There was something Poppy needed to say. It was hovering there in the kitchen, between Heather's fingerprints and Micah's brooding. He stood by the phone now, with his brow furrowed and his eyes on the floor. She wheeled over to him.

“We didn't talk about the baby thing,” she said quietly. “Are you okay with that?”

He raised somber eyes. “No. She should've told me.”

Poppy agreed. But she could see Heather's side, too. “It was part of her past, and that past involved another man. Maybe she felt you didn't want to hear that.”

“I knew she'd been with a man before me. I'm not stupid. She wasn't a virgin. And she wasn't in love with another man when she came here. No lingering thing. I knew that. So why couldn't she tell me about the baby?”

“Maybe she associated the baby with the man.”

“A baby's a baby. If she'd been pregnant when we first got involved, I'd have taken the baby. I wouldn't have cared about the man if she didn't.”

“But it was part of her past,” Poppy repeated, needing to make this point. “It was over and done. Why did she have to tell you that?”
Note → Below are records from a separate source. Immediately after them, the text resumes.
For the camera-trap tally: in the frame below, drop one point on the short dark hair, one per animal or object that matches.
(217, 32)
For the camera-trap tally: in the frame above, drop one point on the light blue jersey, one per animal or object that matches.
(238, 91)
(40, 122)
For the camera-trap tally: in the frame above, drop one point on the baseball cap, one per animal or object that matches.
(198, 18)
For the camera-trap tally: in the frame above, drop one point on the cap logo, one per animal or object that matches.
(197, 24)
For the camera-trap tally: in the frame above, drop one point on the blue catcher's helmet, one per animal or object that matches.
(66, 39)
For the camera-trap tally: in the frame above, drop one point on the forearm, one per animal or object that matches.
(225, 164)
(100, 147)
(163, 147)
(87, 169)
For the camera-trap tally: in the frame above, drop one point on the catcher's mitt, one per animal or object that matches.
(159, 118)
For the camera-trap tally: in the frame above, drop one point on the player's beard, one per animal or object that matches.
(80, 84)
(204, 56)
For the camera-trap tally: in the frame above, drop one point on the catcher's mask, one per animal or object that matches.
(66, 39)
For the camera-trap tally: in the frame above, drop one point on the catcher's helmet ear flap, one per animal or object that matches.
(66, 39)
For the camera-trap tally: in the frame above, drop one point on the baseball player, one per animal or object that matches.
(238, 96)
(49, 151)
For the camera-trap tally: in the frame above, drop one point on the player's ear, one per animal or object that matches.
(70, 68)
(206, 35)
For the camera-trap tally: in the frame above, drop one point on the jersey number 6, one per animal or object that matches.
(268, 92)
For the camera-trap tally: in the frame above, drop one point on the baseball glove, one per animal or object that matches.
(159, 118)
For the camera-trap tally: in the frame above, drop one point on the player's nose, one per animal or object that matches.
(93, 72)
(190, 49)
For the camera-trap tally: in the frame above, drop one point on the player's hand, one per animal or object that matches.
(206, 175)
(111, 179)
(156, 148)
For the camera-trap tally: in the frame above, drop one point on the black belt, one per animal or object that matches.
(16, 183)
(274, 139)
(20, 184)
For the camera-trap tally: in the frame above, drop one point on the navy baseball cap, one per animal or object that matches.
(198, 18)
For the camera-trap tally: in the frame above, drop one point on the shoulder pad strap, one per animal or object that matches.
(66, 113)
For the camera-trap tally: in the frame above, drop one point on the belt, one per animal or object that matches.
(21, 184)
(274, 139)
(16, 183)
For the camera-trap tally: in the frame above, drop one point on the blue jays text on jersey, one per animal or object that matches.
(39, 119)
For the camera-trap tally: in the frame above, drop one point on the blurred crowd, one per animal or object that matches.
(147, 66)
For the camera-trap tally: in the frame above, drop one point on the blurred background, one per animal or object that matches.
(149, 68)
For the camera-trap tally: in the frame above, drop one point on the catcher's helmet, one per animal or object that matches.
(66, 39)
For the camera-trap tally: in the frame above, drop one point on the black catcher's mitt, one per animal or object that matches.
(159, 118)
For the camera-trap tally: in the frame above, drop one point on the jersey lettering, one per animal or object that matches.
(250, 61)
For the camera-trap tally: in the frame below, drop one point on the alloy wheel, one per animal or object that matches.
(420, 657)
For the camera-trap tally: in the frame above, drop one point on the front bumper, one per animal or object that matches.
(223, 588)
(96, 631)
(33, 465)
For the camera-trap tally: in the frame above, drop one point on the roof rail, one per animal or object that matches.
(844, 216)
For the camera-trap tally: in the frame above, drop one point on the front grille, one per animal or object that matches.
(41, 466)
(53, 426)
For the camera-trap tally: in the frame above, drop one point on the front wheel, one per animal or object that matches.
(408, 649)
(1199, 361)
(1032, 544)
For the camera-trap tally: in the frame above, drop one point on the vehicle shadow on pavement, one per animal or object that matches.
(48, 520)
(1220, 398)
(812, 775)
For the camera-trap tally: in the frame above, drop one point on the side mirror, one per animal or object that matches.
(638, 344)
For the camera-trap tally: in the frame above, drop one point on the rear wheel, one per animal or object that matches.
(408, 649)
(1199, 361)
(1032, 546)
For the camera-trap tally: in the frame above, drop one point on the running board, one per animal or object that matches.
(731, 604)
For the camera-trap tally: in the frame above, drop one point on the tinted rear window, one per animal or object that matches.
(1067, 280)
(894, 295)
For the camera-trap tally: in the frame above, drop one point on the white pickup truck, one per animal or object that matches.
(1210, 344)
“Because she loved me,” Micah answered. “At least, she said she did. You don't keep secrets like that from someone you say you love. Having a baby is a big thing for a woman. How could she never say a single word about it?”

“Maybe she just couldn't.”

“I can't buy ‘couldn't.' ”

But Poppy knew it was possible. “You said it yourself,” she pleaded. “Having a baby is a big thing for a woman. Having to give it up could be even bigger. There are all sorts of emotions tied up with that.”